What’s one of the worst things about the current lockdown?
I think one of the worst bits for me is the lack of real life social contact and interaction with others. Even when I was depressed and anxious, I still tried to make sure I spent time each day with other people. Luckily, I’ve come out of my bad patch and my mental health is much better. I’m just grateful that I am no longer struggling day-to-day as I think I would be finding this situation we find ourselves in a lot harder if I was like I have been for the last 5 months or so.
What have you found to be one of the positive things about the lockdown?

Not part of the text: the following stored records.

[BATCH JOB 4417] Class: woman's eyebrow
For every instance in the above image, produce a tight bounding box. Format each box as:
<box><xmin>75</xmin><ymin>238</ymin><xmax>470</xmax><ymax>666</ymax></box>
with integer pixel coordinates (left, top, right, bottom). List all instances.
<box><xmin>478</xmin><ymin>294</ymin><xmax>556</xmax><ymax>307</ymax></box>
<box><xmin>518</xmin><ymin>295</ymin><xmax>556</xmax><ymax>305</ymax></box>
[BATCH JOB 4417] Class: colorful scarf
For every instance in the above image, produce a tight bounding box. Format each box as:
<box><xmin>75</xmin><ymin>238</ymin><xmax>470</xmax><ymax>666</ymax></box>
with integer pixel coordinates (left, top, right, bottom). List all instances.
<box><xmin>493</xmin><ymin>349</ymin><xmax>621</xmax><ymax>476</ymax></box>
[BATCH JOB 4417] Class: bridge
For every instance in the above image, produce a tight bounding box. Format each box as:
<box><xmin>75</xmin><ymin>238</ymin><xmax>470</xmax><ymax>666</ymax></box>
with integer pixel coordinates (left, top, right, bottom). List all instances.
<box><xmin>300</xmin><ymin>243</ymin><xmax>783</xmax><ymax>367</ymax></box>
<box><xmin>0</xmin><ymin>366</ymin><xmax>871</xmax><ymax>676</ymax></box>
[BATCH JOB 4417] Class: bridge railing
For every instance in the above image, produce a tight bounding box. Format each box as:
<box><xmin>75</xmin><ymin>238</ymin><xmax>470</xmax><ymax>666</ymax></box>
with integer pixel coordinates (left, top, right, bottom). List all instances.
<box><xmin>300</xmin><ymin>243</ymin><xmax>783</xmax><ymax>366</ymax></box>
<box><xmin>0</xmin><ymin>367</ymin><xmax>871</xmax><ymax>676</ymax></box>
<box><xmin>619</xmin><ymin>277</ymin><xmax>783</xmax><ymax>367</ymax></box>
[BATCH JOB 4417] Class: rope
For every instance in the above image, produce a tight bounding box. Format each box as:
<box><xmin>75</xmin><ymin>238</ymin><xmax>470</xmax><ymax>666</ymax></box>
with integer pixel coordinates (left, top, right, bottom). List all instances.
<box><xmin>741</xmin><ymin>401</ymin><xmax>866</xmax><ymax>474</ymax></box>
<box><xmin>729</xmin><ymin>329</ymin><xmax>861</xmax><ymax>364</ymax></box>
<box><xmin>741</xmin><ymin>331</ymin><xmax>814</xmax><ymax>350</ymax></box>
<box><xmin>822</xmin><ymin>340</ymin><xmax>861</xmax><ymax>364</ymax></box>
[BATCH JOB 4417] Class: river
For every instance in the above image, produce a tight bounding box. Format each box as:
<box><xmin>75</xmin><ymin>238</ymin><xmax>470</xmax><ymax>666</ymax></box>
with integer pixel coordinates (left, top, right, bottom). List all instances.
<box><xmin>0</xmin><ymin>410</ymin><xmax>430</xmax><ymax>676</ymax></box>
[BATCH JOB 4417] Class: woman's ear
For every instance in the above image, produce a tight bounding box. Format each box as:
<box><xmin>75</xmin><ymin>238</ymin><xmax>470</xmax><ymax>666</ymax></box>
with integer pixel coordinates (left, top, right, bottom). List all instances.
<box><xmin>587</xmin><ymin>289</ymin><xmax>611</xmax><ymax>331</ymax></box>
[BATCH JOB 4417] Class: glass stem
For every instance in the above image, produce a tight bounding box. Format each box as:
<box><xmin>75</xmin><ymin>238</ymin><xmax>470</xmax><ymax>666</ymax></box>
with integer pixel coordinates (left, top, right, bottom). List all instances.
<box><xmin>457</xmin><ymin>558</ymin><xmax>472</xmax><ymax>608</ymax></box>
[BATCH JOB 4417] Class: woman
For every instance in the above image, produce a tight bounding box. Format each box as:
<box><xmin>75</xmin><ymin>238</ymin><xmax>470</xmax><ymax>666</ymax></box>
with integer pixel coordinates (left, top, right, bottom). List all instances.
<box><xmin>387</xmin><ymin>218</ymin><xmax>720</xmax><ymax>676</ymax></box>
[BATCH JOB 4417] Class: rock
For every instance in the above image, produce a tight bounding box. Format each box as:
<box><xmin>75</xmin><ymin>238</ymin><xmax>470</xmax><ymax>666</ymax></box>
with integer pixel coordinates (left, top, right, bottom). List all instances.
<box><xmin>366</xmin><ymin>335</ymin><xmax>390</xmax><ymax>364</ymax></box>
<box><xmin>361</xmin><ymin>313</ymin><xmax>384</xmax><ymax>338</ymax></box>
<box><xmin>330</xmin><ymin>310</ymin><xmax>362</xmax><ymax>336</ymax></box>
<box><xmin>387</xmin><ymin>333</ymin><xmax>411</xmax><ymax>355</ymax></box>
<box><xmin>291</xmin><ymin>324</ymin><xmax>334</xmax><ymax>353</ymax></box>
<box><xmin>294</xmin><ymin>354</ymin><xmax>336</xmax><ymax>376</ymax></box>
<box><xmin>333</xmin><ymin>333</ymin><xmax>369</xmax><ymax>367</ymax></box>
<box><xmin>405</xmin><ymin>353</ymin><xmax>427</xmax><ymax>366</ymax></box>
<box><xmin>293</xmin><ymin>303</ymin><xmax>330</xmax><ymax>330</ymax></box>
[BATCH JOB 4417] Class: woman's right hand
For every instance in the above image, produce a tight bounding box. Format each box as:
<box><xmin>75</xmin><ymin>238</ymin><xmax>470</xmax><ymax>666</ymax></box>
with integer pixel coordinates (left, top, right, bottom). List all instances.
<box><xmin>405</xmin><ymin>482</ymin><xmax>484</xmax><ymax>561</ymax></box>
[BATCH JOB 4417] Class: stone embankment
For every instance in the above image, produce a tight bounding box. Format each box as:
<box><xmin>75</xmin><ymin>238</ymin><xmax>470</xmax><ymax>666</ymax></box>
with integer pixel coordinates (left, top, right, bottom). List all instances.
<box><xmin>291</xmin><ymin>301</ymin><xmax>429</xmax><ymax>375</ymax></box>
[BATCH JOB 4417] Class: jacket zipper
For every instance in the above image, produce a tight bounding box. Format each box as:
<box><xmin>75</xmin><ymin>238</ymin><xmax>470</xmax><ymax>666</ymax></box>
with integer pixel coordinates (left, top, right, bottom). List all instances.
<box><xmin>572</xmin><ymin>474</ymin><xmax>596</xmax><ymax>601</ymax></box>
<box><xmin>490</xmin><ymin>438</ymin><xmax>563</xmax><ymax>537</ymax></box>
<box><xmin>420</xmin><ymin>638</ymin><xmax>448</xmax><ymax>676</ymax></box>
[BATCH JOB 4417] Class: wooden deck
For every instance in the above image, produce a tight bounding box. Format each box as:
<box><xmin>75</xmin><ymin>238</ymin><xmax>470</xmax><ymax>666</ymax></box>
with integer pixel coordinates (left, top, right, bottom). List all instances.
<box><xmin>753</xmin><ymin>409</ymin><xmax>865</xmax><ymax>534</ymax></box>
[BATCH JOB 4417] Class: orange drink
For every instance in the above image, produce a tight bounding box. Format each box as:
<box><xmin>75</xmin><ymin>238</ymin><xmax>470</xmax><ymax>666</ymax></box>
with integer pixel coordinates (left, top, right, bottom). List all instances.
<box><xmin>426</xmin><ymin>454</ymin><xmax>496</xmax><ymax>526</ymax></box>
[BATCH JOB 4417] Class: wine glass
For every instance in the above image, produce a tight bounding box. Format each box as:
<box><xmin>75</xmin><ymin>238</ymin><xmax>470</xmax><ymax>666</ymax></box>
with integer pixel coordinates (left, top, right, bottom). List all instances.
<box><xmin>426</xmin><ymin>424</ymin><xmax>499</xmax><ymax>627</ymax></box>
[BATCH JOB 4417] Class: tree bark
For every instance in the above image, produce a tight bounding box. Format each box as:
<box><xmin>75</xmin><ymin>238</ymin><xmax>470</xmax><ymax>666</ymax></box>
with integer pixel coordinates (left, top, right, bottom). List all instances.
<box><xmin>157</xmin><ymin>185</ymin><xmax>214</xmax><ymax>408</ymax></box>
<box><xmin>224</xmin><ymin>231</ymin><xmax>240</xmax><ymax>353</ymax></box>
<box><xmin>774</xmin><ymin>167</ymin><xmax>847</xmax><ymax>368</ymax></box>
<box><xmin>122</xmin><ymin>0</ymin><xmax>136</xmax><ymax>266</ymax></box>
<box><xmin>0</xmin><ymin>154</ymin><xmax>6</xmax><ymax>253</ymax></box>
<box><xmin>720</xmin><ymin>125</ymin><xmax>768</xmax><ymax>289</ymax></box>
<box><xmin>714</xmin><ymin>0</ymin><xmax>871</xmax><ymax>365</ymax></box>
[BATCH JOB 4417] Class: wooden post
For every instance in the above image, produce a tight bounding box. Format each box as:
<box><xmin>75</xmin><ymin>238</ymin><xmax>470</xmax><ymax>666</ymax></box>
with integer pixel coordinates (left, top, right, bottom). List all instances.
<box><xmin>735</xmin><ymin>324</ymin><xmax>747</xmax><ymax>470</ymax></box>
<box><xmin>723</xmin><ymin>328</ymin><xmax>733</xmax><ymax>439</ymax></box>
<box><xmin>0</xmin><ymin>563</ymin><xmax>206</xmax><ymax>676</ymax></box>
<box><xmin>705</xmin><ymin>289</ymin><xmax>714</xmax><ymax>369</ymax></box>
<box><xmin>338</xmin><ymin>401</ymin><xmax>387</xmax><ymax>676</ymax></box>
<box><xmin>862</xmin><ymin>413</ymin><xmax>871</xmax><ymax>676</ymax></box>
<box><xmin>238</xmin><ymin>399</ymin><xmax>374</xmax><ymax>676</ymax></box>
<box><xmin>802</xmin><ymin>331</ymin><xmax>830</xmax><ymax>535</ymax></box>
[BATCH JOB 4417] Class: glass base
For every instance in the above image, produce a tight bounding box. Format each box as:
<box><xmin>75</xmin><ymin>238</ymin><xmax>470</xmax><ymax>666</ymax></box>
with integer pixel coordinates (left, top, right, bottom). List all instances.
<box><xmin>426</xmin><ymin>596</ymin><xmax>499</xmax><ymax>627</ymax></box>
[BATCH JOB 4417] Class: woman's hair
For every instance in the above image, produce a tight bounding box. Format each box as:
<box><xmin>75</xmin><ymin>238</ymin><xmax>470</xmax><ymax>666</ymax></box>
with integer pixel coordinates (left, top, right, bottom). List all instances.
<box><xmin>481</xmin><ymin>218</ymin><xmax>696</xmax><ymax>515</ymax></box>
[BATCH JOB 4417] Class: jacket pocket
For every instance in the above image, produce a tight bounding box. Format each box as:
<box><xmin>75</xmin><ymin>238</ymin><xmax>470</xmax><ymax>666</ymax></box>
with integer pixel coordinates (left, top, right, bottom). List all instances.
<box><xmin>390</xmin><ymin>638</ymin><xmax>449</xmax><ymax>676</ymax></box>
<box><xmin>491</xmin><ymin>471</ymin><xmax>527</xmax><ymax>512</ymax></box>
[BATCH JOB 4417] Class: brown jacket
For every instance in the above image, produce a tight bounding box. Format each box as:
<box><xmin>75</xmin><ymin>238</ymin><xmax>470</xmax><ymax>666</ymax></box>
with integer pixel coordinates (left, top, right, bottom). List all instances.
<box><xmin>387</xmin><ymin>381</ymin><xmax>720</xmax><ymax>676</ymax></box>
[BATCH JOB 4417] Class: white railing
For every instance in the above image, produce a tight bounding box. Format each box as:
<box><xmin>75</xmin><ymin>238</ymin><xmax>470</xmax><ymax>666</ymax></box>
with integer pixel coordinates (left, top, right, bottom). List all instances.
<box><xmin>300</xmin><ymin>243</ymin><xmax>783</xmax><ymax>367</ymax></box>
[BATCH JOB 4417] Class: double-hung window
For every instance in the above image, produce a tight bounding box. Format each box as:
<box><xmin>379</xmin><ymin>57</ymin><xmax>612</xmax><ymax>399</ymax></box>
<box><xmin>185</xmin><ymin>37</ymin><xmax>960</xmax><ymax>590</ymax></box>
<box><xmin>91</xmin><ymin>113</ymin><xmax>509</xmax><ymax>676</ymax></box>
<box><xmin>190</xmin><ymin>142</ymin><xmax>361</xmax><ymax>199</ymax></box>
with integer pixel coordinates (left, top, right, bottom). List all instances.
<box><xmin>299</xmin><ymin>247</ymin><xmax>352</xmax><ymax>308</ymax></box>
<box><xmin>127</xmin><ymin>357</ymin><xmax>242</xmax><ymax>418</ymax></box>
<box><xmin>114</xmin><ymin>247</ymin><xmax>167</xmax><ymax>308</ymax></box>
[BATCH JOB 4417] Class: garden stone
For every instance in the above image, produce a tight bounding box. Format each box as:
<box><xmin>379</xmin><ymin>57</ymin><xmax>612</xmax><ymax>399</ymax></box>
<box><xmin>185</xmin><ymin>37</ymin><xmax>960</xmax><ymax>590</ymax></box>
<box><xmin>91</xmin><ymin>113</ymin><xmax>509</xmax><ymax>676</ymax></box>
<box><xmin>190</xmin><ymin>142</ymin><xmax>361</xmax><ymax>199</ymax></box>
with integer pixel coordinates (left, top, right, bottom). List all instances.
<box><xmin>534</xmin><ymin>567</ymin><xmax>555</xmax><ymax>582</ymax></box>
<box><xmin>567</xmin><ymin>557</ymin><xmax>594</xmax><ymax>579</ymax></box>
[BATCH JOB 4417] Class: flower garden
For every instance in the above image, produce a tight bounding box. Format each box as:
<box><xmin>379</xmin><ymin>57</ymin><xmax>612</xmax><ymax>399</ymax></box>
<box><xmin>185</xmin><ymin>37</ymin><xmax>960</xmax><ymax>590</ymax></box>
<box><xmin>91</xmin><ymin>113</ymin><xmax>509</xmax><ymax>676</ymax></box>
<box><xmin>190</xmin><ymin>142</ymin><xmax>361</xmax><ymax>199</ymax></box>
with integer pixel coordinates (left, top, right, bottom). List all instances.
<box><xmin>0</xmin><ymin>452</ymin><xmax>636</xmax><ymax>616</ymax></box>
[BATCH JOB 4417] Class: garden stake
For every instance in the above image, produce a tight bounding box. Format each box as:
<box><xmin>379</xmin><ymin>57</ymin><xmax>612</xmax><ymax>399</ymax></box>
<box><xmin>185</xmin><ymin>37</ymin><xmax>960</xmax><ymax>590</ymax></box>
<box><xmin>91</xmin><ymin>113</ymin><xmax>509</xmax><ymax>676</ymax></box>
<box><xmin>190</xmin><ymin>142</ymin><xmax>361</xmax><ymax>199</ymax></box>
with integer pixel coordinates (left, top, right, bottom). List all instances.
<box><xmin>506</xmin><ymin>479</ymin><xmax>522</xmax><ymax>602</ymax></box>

I’m loving seeing and hearing about how people are going out of their way to help and support others during this difficult time. It was so heart-warming when we and so many of our neighbours took to our door steps and front gardens to clap for the NHS and to show our thanks for their hard work. Also, lots of children in my local area have made beautiful rainbow pictures and displayed them in their windows with messages thanking NHS staff or reminding people to stay safe.
I hope you have enjoyed reading about my life during lockdown. All that remains for me to say is – stay safe, keep washing your hands, remain at home as much as you can and try to find little things to celebrate about the situation, even if there are lots of sad, worrying and negative aspects.